Sozialdemokratie

[729] Soziāldemokratīe, polit. Partei, die die Gesellschaftsordnung nach den Prinzipien des Sozialismus (s.d.) umgestalten will, steht hauptsächlich unter dem Einfluß von Karl Marx (s.d.). Die deutsche S. wurde zuerst 1863 von Lasalle in dem »Allgemeinen deutschen Arbeiterverein« organisiert. Daneben stand die Marxistische Partei, die 1864 die »Internationale Arbeiterassoziation« gründete, aus der die deutsche »Sozialdemokrat. Arbeiterpartei« unter Führung von Bebel und Liebknecht mit dem Eisenacher Programm von 1869 hervorging. Durch das Gothaer Programm von 1875 vereinigten sich die beiden Parteien nach anfänglicher Bekämpfung, wobei die Marxistischen Ideen die Oberhand gewannen. Seitdem hat die Partei außerordentlich an Ausbreitung gewonnen. Das Sozialistengesetz (vom 21. Okt. 1878, bestand bis 1890), ein Ausnahmegesetz gegen die gemeingefährlichen Bestrebungen des S., vermochte sie nur vorübergehend zurückzudrängen. Die Forderungen der S. sind zuletzt im Erfurter Programm (1891) niedergelegt.

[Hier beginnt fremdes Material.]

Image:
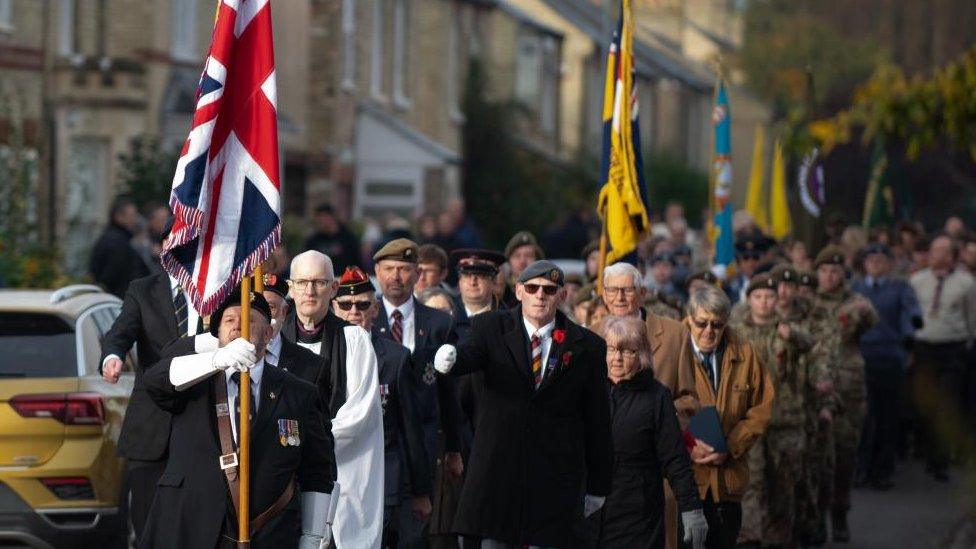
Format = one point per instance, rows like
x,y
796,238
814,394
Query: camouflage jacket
x,y
848,315
784,360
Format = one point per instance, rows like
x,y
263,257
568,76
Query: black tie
x,y
236,378
179,303
707,362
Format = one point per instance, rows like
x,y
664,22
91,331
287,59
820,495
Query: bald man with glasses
x,y
541,456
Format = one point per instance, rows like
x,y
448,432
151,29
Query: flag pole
x,y
244,425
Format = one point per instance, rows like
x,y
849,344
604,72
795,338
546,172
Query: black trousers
x,y
724,521
939,393
143,476
879,439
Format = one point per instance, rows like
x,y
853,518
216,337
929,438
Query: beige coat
x,y
744,403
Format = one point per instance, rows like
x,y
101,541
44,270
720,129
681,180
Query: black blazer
x,y
436,396
330,374
149,319
536,452
192,500
402,424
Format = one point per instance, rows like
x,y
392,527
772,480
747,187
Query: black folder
x,y
706,426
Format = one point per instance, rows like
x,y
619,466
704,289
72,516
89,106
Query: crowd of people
x,y
487,398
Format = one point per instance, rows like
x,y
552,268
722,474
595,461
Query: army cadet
x,y
851,315
776,463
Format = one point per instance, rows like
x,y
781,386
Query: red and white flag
x,y
225,193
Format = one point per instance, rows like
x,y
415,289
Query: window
x,y
401,52
537,77
454,52
376,59
66,28
38,345
184,29
348,44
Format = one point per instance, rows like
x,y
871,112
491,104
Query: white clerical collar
x,y
257,371
472,312
542,332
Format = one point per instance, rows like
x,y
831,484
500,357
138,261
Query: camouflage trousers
x,y
847,426
812,493
769,504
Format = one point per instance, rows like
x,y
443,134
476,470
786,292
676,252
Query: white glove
x,y
239,354
696,528
309,541
592,504
445,358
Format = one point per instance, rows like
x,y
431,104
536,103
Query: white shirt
x,y
545,339
406,309
192,316
711,363
472,312
256,373
273,351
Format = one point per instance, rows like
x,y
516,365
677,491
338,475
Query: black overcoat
x,y
192,498
536,453
647,447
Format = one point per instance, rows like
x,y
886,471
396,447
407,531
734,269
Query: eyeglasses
x,y
302,283
715,324
360,305
549,289
626,353
628,291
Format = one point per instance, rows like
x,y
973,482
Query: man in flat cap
x,y
422,330
851,315
349,391
542,451
355,302
292,464
522,249
885,348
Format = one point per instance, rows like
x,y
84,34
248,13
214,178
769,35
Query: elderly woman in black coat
x,y
647,447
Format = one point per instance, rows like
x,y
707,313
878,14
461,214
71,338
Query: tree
x,y
146,170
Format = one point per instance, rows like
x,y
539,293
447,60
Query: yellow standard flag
x,y
756,199
781,224
622,203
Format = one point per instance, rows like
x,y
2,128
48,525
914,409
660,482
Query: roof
x,y
76,300
650,60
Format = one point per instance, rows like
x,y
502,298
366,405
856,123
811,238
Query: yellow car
x,y
61,480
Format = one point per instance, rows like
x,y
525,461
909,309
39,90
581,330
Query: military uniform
x,y
775,465
851,315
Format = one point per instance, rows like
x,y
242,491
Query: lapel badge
x,y
288,432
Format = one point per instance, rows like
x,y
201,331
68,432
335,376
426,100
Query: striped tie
x,y
537,360
397,328
179,303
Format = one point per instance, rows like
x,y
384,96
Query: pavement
x,y
918,513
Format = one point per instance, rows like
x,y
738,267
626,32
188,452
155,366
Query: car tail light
x,y
68,408
69,487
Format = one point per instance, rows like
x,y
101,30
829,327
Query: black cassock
x,y
403,430
192,499
536,453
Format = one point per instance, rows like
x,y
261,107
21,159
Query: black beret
x,y
258,304
544,269
761,281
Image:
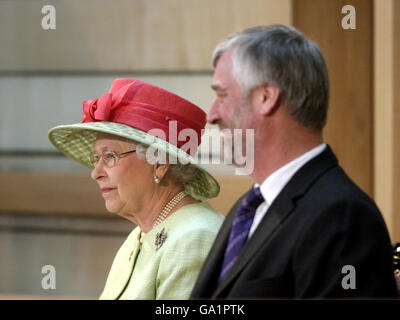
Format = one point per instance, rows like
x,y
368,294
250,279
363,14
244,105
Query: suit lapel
x,y
279,210
209,273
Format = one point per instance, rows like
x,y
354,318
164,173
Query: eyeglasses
x,y
109,157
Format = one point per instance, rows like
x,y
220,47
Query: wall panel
x,y
348,54
127,35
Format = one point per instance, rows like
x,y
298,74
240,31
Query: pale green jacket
x,y
141,271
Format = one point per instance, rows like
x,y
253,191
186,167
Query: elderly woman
x,y
124,136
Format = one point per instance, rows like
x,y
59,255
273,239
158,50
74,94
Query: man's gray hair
x,y
281,56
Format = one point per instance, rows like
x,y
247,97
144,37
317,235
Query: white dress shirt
x,y
274,184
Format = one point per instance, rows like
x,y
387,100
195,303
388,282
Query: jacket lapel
x,y
279,210
209,273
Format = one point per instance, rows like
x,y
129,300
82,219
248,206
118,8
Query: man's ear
x,y
268,99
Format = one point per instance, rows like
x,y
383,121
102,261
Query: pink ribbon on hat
x,y
101,109
98,109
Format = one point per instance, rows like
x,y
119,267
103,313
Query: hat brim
x,y
77,142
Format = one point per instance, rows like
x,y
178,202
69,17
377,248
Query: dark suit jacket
x,y
318,224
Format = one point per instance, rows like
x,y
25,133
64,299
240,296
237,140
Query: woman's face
x,y
125,186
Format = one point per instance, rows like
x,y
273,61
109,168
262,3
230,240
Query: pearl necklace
x,y
169,206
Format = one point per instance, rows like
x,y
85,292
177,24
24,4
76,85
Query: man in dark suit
x,y
304,230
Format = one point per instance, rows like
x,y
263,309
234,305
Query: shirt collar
x,y
274,184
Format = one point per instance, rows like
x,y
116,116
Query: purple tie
x,y
240,229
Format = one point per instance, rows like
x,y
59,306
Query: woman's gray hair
x,y
281,56
179,173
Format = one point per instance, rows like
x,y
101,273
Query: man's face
x,y
230,109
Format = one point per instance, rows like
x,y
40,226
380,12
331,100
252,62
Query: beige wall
x,y
387,112
126,35
44,76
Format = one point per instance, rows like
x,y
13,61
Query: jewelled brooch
x,y
160,238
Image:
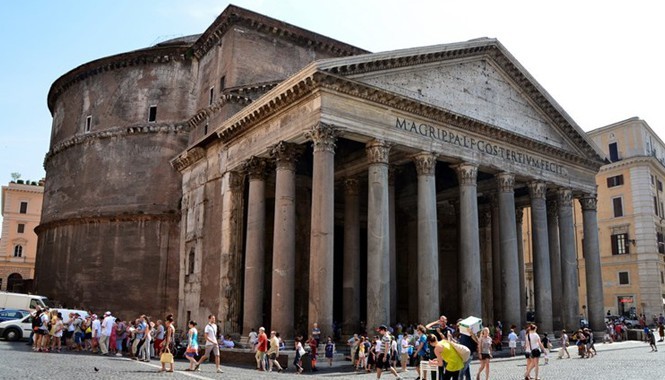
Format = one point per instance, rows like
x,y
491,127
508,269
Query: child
x,y
485,352
652,341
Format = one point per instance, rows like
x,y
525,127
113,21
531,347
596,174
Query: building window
x,y
191,258
614,152
617,180
620,244
618,206
152,114
623,278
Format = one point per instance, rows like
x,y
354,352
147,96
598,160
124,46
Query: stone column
x,y
321,261
519,218
541,261
351,280
567,245
469,252
497,303
484,223
428,245
393,244
555,263
231,264
594,280
284,238
510,286
254,246
378,235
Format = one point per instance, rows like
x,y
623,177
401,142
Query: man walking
x,y
211,344
107,326
261,349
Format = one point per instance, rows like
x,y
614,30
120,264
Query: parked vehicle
x,y
10,314
16,329
21,301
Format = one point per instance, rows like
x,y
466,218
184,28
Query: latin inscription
x,y
479,145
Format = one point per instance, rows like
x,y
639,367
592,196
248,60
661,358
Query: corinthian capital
x,y
505,182
467,174
286,155
425,163
377,151
323,137
565,197
589,202
537,190
256,167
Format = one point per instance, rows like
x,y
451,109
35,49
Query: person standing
x,y
485,352
167,343
565,341
106,327
261,348
329,350
449,361
383,350
192,345
534,348
316,333
212,346
512,342
273,352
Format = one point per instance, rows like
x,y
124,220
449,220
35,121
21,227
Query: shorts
x,y
212,347
383,364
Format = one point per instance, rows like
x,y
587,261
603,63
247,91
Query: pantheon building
x,y
276,177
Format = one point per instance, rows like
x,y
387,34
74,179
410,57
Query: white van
x,y
21,301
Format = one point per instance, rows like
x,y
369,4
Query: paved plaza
x,y
626,360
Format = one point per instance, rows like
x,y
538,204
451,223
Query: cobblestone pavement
x,y
625,360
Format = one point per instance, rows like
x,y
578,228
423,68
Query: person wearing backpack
x,y
449,360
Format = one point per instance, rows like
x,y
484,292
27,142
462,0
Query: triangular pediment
x,y
477,79
476,89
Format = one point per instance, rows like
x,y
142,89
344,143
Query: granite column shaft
x,y
541,261
428,246
378,235
469,247
321,262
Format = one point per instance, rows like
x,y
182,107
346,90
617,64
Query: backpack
x,y
462,350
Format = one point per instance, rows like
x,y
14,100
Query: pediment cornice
x,y
284,96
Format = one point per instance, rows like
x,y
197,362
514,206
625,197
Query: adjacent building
x,y
21,210
631,218
273,176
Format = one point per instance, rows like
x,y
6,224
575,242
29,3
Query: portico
x,y
457,125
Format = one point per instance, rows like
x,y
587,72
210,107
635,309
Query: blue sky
x,y
599,60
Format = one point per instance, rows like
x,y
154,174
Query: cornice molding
x,y
98,219
137,129
234,15
318,79
188,158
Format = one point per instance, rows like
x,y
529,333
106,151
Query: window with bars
x,y
620,244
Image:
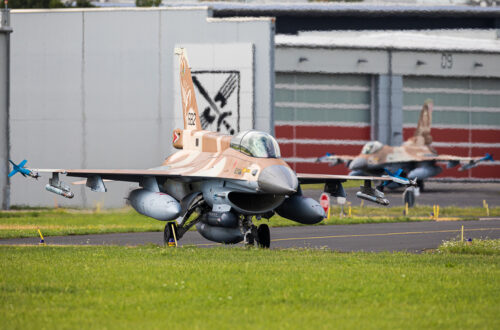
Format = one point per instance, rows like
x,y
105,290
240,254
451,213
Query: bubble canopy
x,y
371,147
256,144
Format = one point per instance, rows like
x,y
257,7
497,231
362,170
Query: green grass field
x,y
156,287
24,223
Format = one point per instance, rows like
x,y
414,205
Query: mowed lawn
x,y
24,223
185,288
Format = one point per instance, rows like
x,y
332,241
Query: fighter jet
x,y
416,159
218,183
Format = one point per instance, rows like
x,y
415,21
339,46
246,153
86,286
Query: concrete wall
x,y
4,112
95,89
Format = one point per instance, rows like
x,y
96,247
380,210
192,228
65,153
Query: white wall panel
x,y
94,88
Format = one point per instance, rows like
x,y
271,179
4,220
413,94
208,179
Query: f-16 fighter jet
x,y
220,183
416,159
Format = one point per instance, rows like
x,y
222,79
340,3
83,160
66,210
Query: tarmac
x,y
410,236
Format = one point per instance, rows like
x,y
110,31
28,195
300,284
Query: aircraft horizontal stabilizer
x,y
475,162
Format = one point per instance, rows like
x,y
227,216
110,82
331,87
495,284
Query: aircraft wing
x,y
115,175
324,178
467,162
333,185
95,179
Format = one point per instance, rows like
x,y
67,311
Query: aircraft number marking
x,y
446,61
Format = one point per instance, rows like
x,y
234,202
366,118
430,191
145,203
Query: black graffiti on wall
x,y
220,106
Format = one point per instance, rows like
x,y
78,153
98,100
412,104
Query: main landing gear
x,y
260,235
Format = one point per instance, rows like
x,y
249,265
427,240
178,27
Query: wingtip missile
x,y
19,168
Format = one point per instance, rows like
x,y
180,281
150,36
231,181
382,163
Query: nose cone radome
x,y
278,179
358,163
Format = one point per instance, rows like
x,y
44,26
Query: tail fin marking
x,y
189,105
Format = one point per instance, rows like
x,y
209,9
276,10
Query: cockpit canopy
x,y
371,147
256,144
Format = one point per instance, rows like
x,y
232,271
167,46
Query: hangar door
x,y
319,113
465,119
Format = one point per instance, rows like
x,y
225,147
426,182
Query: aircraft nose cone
x,y
278,179
358,163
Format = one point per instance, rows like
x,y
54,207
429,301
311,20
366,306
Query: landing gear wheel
x,y
249,239
169,239
264,236
420,184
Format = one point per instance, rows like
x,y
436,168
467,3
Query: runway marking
x,y
368,235
384,234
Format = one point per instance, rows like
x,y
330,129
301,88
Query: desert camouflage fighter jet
x,y
220,183
416,159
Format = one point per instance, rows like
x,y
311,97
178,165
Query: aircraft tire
x,y
168,235
420,184
264,236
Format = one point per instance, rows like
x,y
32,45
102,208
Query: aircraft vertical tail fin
x,y
189,106
422,135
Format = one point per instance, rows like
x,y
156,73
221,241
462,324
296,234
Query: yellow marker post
x,y
485,205
175,236
42,241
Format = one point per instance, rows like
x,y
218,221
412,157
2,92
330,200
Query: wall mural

Die Zahl der Abgeordneten der S. im Deutschen Reichstag betrug 1871: 2, 1881: 13, 1893: 44, 1903: 81. – In Österreich fängt die S. erst an, sich zu entwickeln, doch wurden 1897: 14, 1901: 10 Abgeordnete gewählt. – In Frankreich bestehen verschiedene Gruppen, die Arbeiterpartei, das revolutionäre Zentralkomitee, die nationale Verbindung der Arbeitersyndikate und die Possibilisten, die sich 1890 in zwei Gruppen spalteten. Auch hier gewinnt der Marxismus an Umfang. – In England ist der Charakter der Arbeiterbewegung nicht so revolutionär. Die engl. Gewerkvereine (Trade Unions) erstreben eine Besserung der Lage der Arbeiter ohne Umwälzung der Wirtschaftsform. – In Belgien kam die Bewegung Mitte der achtziger Jahre in Fluß. 1902 setzte die sehr gut organisierte Partei 34 Abgeordnete für die Repräsentantenkammer durch. Auch in den übrigen Ländern hat die S. mehr oder minder große Erfolge erreicht. – Vgl. Mehring (3. Aufl. 1879 u. 1903), Adler (1885), Schäffle, »Quintessenz des Sozialismus« (13. Aufl. 1891) und »Aussichtslosigkeit der S.« (4. Aufl. 1891), Kautsky und Schoenlank, »Grundsätze und Forderungen der S.« (1892), Sombart, »Sozialismus und soziale Bewegung im 19. Jahrh.« (5. Aufl. 1905).

Quelle:
Brockhaus' Kleines Konversations-Lexikon, fünfte Auflage, Band 2. Leipzig 1911., S. 729.